Oren Levy, a licensed recovery specialist and owner of Green Angel CBD, told Gothamist that he picked up his $50,000 shipment of hemp from a narcotics storage unit in Queens on Monday. It had been sitting there since November 5th, when NYPD Officers Greenidge and Ganshaw impounded the hemp, then charged Ronan Levy, Oren's brother, with felony marijuana possession.

The department later bragged on Twitter that it had successfully confiscated illicit drugs "destined for our city streets."

Throughout the ordeal, Levy maintained that the hemp was certified as having less than .3 percent THC—the cannabinoid found in marijuana that gets users high—and therefore legal under federal law. Police, meanwhile, said it tested as marijuana, and accused Levy have not having the proper paperwork.

The charges were eventually dropped by the Brooklyn District Attorney's Office, but not before prosecutors noted that New York's current penal law defines all cannabis—including hemp—as illegal.

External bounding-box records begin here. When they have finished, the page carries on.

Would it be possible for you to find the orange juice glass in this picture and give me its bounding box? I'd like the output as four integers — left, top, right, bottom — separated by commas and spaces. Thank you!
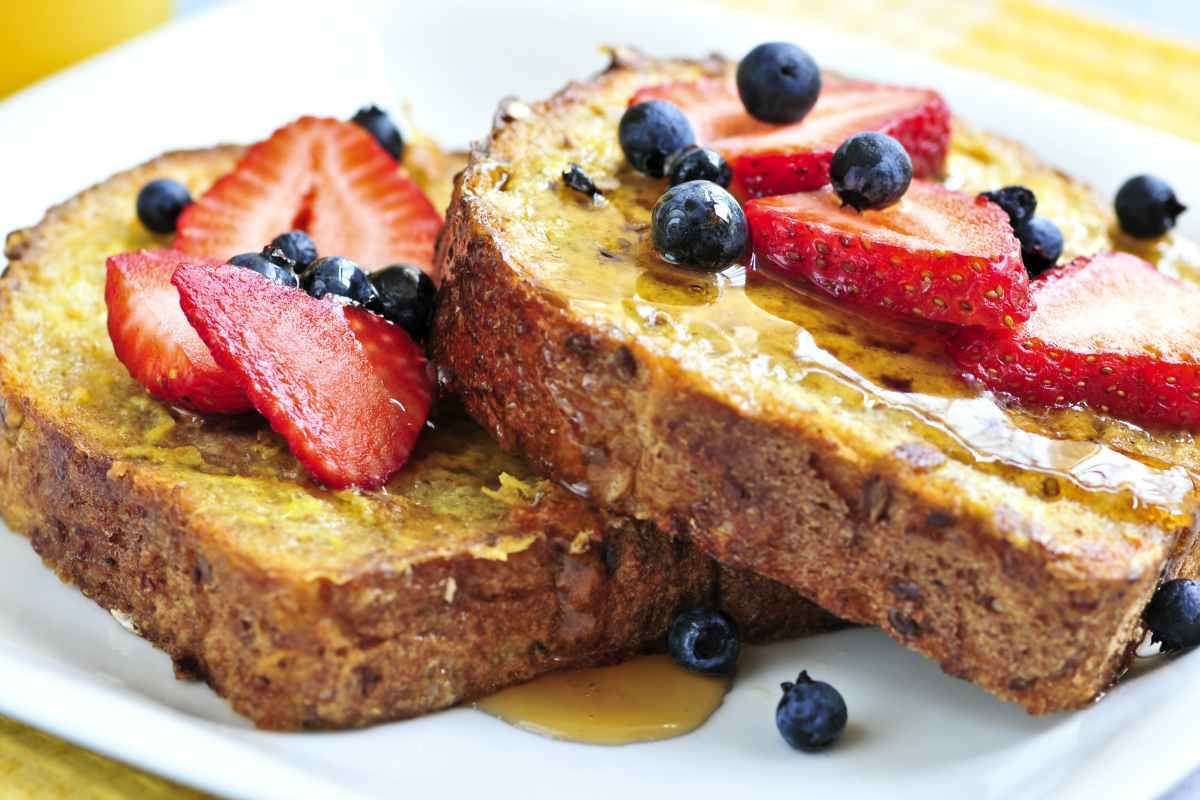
0, 0, 174, 97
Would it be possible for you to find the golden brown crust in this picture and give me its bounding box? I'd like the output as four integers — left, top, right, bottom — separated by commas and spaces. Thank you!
434, 53, 1200, 714
0, 149, 835, 728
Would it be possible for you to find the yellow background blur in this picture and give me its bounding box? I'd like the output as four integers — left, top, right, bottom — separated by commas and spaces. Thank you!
0, 0, 175, 97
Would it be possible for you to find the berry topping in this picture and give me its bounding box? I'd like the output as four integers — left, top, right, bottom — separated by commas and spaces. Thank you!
664, 144, 733, 188
746, 181, 1032, 327
949, 253, 1200, 426
650, 181, 746, 270
1145, 579, 1200, 652
229, 251, 300, 287
1013, 217, 1062, 278
632, 78, 950, 197
350, 106, 404, 161
1115, 175, 1187, 239
563, 162, 599, 197
138, 178, 192, 234
367, 264, 438, 341
104, 249, 253, 414
775, 672, 848, 753
256, 245, 298, 272
829, 131, 912, 211
174, 266, 433, 488
667, 608, 742, 675
175, 116, 442, 277
617, 100, 696, 178
300, 255, 379, 306
980, 186, 1038, 228
264, 230, 317, 270
737, 42, 821, 125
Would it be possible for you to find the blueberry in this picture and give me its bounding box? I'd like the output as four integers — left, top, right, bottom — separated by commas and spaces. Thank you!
617, 100, 696, 178
367, 264, 438, 339
1116, 175, 1188, 239
829, 131, 912, 211
266, 230, 317, 270
138, 178, 192, 234
229, 253, 300, 287
667, 608, 742, 675
650, 181, 748, 270
260, 245, 302, 272
775, 672, 847, 753
738, 42, 821, 124
563, 162, 599, 197
662, 144, 733, 188
1013, 217, 1062, 278
300, 255, 379, 306
980, 186, 1038, 229
1145, 579, 1200, 652
350, 106, 404, 161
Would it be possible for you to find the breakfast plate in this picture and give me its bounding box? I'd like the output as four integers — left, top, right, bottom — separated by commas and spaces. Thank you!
0, 0, 1200, 798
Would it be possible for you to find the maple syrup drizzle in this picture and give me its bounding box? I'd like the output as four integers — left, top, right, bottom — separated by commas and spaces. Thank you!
475, 655, 730, 745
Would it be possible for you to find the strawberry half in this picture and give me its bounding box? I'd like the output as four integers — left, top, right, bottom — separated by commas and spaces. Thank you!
630, 78, 950, 197
948, 253, 1200, 427
104, 249, 253, 414
175, 116, 442, 278
745, 180, 1033, 327
174, 266, 433, 488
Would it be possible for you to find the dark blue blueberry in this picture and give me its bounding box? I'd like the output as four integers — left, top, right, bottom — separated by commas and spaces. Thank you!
1116, 175, 1188, 239
829, 131, 912, 211
350, 106, 404, 161
617, 100, 696, 178
982, 186, 1038, 229
738, 42, 821, 124
662, 144, 733, 188
667, 608, 742, 675
1145, 579, 1200, 652
138, 178, 192, 234
367, 264, 438, 339
1013, 217, 1062, 278
229, 253, 300, 287
775, 672, 848, 753
263, 230, 317, 270
300, 255, 379, 306
563, 162, 600, 197
650, 181, 748, 270
262, 245, 302, 273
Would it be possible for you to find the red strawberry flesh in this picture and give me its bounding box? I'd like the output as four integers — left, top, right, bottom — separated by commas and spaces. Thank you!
175, 116, 442, 278
745, 180, 1032, 327
948, 253, 1200, 428
104, 249, 253, 414
174, 266, 433, 488
631, 78, 950, 197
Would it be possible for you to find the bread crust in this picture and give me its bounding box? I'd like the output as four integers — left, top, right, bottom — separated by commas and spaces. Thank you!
433, 53, 1190, 714
0, 148, 838, 729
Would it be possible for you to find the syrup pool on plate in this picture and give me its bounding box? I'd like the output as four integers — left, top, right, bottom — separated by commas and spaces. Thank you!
475, 655, 730, 745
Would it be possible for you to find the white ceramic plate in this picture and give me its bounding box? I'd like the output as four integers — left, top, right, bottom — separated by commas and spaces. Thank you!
0, 0, 1200, 799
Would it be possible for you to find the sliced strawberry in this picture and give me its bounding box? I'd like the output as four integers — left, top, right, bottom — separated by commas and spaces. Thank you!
745, 180, 1033, 327
174, 266, 433, 488
175, 116, 442, 278
630, 78, 950, 197
104, 249, 253, 414
948, 253, 1200, 427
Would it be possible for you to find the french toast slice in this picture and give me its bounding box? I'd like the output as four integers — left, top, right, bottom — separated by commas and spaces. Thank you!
0, 139, 836, 728
433, 52, 1200, 712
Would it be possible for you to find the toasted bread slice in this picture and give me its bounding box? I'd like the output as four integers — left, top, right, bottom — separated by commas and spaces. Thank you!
0, 139, 833, 728
433, 53, 1200, 712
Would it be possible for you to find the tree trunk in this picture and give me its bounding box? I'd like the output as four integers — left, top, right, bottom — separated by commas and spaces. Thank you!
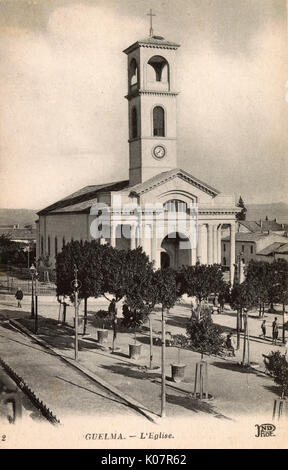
83, 297, 88, 336
149, 316, 153, 369
236, 308, 240, 350
161, 306, 166, 418
63, 301, 67, 325
282, 304, 285, 344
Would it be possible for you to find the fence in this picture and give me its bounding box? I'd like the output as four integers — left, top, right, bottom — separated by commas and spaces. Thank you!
0, 275, 56, 296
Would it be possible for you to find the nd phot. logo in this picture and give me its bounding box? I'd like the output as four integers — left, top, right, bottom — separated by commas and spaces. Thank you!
255, 424, 276, 437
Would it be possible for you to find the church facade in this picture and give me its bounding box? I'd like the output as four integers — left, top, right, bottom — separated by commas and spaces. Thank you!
37, 35, 238, 281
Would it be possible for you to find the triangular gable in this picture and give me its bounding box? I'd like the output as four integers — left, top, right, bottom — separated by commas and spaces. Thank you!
130, 168, 220, 197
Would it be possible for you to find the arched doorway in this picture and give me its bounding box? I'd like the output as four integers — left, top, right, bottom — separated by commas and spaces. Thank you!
161, 232, 192, 269
161, 251, 170, 269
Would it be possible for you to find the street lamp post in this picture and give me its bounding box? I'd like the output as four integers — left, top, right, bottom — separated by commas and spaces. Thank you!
30, 264, 38, 334
72, 265, 80, 361
30, 263, 36, 318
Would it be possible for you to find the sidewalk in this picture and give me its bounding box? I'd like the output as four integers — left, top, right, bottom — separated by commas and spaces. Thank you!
0, 299, 286, 419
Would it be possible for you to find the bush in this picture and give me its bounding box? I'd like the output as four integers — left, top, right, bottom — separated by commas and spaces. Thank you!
171, 334, 190, 349
264, 351, 288, 396
187, 310, 224, 356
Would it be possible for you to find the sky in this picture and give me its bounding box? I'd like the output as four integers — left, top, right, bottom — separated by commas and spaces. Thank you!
0, 0, 288, 209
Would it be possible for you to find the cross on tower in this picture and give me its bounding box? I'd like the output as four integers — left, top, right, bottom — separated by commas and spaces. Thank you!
147, 8, 156, 38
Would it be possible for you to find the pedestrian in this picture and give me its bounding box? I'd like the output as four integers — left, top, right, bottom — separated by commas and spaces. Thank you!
226, 333, 235, 356
15, 287, 24, 308
260, 320, 266, 339
272, 317, 278, 344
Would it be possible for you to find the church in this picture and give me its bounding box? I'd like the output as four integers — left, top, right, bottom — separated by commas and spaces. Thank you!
37, 32, 239, 282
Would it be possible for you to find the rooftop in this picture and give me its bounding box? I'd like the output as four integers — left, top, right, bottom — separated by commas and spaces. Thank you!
257, 242, 288, 256
123, 35, 180, 54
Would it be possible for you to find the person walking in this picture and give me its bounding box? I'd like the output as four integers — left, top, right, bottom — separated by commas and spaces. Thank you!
260, 320, 266, 339
15, 287, 24, 308
272, 317, 278, 344
226, 333, 235, 356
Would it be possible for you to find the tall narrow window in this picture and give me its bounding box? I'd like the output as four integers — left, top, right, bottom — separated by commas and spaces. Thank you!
153, 106, 165, 137
131, 107, 138, 139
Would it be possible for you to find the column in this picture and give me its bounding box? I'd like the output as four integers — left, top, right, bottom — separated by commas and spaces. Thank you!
196, 224, 203, 263
230, 223, 235, 285
151, 220, 157, 262
213, 224, 218, 263
217, 224, 222, 264
110, 221, 116, 248
130, 225, 136, 250
207, 224, 213, 264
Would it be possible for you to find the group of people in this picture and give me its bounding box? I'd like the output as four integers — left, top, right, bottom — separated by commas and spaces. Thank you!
260, 317, 279, 344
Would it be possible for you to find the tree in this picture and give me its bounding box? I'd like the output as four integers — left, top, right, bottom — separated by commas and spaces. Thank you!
186, 310, 224, 359
179, 264, 227, 303
123, 265, 158, 369
264, 351, 288, 398
230, 279, 258, 365
56, 240, 106, 334
236, 196, 247, 220
153, 268, 179, 417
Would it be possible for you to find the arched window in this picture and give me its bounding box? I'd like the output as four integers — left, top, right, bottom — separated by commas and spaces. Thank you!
163, 199, 187, 212
129, 59, 138, 87
153, 106, 165, 137
131, 107, 138, 139
148, 55, 168, 82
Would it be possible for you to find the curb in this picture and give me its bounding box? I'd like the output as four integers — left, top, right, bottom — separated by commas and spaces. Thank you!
9, 319, 158, 424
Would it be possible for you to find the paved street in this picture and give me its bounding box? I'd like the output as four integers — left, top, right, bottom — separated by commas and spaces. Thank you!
0, 295, 283, 420
0, 323, 142, 423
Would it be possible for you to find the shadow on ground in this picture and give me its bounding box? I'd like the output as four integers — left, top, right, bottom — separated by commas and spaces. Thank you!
101, 364, 161, 380
166, 393, 231, 420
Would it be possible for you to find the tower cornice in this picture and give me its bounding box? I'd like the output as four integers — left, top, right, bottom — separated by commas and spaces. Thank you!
125, 90, 179, 100
123, 36, 180, 55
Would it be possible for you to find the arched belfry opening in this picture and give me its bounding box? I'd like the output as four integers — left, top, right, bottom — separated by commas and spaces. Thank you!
147, 55, 169, 86
161, 232, 192, 269
129, 58, 139, 89
153, 106, 165, 137
131, 106, 138, 139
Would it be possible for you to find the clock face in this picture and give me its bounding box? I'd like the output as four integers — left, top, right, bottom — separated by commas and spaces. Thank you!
153, 145, 166, 158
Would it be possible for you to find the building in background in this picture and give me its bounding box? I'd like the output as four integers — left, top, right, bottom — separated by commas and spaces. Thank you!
37, 35, 240, 280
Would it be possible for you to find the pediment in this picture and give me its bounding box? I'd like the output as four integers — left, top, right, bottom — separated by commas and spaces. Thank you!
130, 168, 219, 202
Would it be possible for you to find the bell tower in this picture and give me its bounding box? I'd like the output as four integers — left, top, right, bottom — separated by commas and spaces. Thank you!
123, 28, 180, 186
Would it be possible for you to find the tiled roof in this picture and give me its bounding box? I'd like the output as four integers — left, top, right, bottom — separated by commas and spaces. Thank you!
239, 220, 260, 232
275, 243, 288, 253
0, 228, 36, 241
259, 220, 284, 232
123, 35, 180, 54
130, 168, 219, 196
239, 220, 285, 232
222, 232, 268, 242
256, 242, 283, 256
38, 180, 129, 215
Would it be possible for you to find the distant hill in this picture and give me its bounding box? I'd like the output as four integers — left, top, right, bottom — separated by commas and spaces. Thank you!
246, 202, 288, 224
0, 209, 38, 227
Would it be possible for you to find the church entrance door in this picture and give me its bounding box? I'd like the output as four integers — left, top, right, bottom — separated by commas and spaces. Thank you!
161, 232, 191, 269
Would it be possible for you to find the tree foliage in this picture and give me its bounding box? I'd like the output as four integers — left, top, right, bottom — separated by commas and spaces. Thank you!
236, 196, 247, 220
179, 264, 228, 302
264, 351, 288, 396
187, 312, 224, 355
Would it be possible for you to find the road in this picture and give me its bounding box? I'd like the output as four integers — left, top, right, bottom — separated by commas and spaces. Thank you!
0, 322, 142, 424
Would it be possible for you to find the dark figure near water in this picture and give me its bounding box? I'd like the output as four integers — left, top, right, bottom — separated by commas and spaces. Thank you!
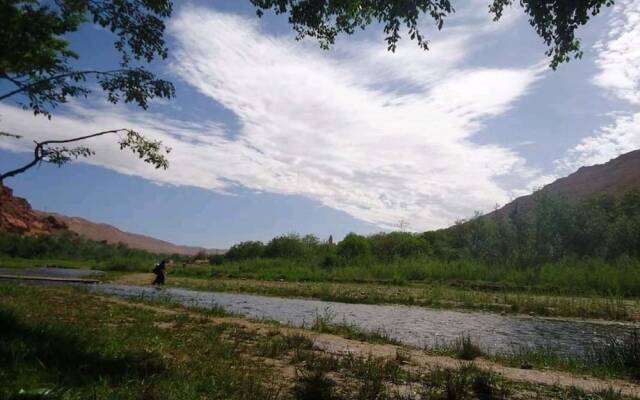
152, 260, 167, 285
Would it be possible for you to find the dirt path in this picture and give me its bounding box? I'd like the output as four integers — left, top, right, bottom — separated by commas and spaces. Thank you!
96, 295, 640, 398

The office says they're pushing for a rewrite of that statute, but claims it's the NYPD's "mandate" to continue seizing hemp until then.

Products containing hemp can currently be found throughout the city (though the Health Department has prohibited restaurants from selling food and beverages made with CBD). Authorities with the state agricultural department have maintained that CBD products are legal under the Federal Farm Bill, and expressed surprise at the Brooklyn D.A.'s interpretation of the law.

A spokesperson for the NYPD did not respond to Gothamist's inquiries about whether it has a mandate to seize hemp deemed legal by the state.

"We hope the NYPD will get better training on CBD [because] what happened to us was a nightmare," Oren Levy told Gothamist. "We hope this will never happen to anyone else in our community. We need to get to the bottom of why this happened."

The business owner says he'll have the hemp tested to see if it grew mold or other bacteria while sitting in the police storage locker. He's currently suing the department and the city to recoup the losses as a result of the confiscation.